Unfortunately, many people think of ECT – once known as “shock therapy” – as a ‘dangerous’ or ‘extreme’ treatment method and the stigma holds strong.
But for patients like Christina, with treatment-resistant conditions, it’s the only thing that works.
When all else fails for depression, bipolar disorder and catatonia
Christina has led a traumatic life. Her father was murdered when she was 20 years old, and shortly after that, she experienced her first suicide attempt.
“I’ve been through 50 plus medications to treat my mental illness. I’ve been chronically suicidal my entire life. I have had 8 to 10 suicide attempts,” Christina said.
Her depression is resistant to treatment; the only medication that has helped keep her stable has been lithium, which she’s been taking for many years.
Christina was admitted to the Michigan Medicine ECT program three years ago. Since then, she has driven to Ann Arbor every two weeks for ECT treatments. Most commonly ECT is used to treat severe episodes of illness for a few weeks and is discontinued. But, for patients who have very resistant illnesses, long term maintenance ECT may be needed when all other medications and therapies fail.
Christina explained that her extremely supportive husband has been a tremendous help.
“He drives me to my appointments. The whole process takes between three to four hours. It starts with the hour-long intake interview process, then the ECT treatment, followed by the aftercare. And of course the two-hour drive to Ann Arbor and back home.”
Christina’s service animal, a German Shepherd named Heidi, whom she credits with helping her get through many difficult situations, accompanies her to appointments and also proves helpful in managing her condition.

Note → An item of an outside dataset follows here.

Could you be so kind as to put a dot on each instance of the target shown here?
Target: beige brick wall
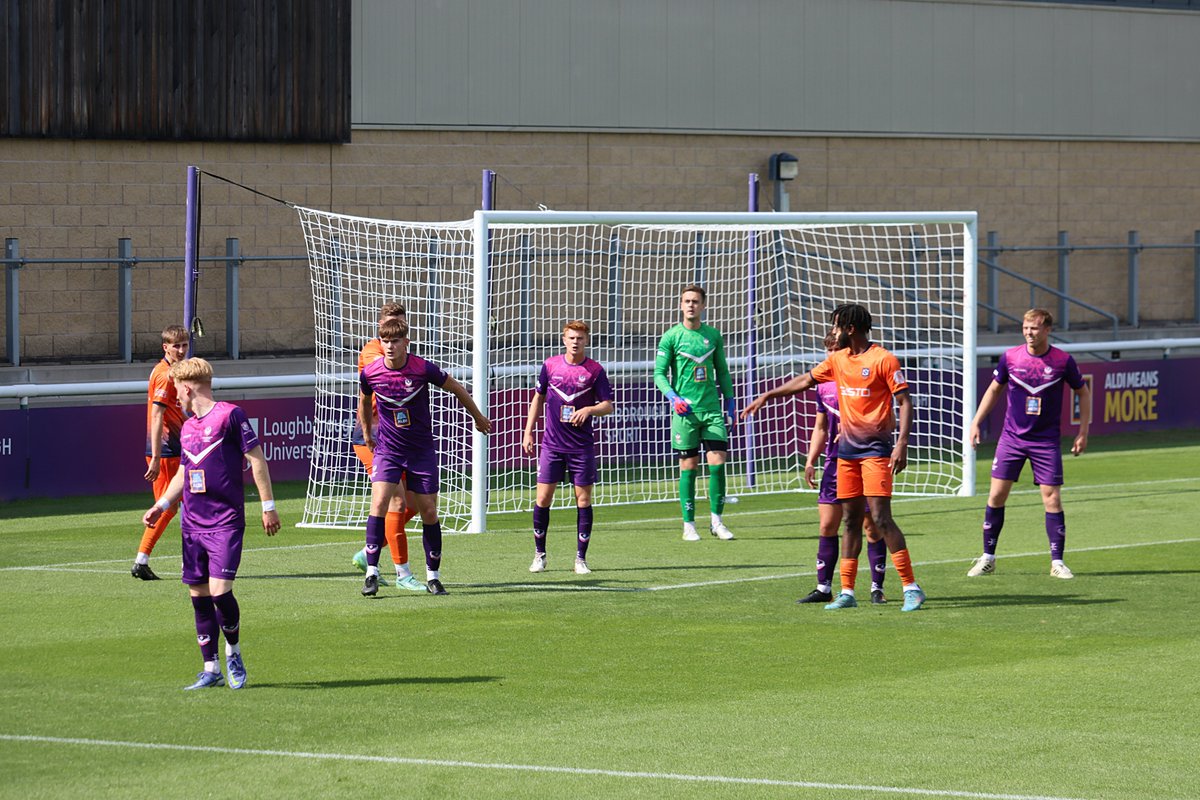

Last year, during the height of the COVID-19 pandemic, Christina’s ECT treatments were not stopped completely as some other elective procedures were.
“I was lucky. Michigan Medicine was very proactive in implementing COVID tests right away. While I was nervous coming into the hospital during the pandemic, I knew skipping treatment would be an even worse decision for my health,” she said.
ECT side effects
Christina does experience some side effects.
“After waking up, I often don’t remember right away where I am or what happened,” she said. “And, after my treatments over so many years, I do have some long-term memory loss.”
Typically, memory side effects improve after ECT is tapered or stopped. But, Christina thinks the benefits outweigh the side effects: “A little memory loss or loss of life – which would you pick?”
What should you know about ECT?
When asked about the one thing she’d want everyone to know or understand about ECT, Christina is quick to state that her life depends on it.
“I hope U-M continues to bring in medical students, to educate them about mental illness and about the wonders of ECT. It is such a relief to be taken care of by an attentive team of medical providers. There’s something about the ECT team, their kindness…even when I’m elevated and unstable, they are compassionate and caring.”
Christina is thankful that her team of providers develops a warmhearted relationship with patients and that they are comfortable with each other.
“Thirty-two years into living with mental illness, I can tell you that it’s difficult being honest with healthcare providers, but the ECT team makes it easy for me,” she said. “I even wear fun socks when I go to my treatments to make them smile.”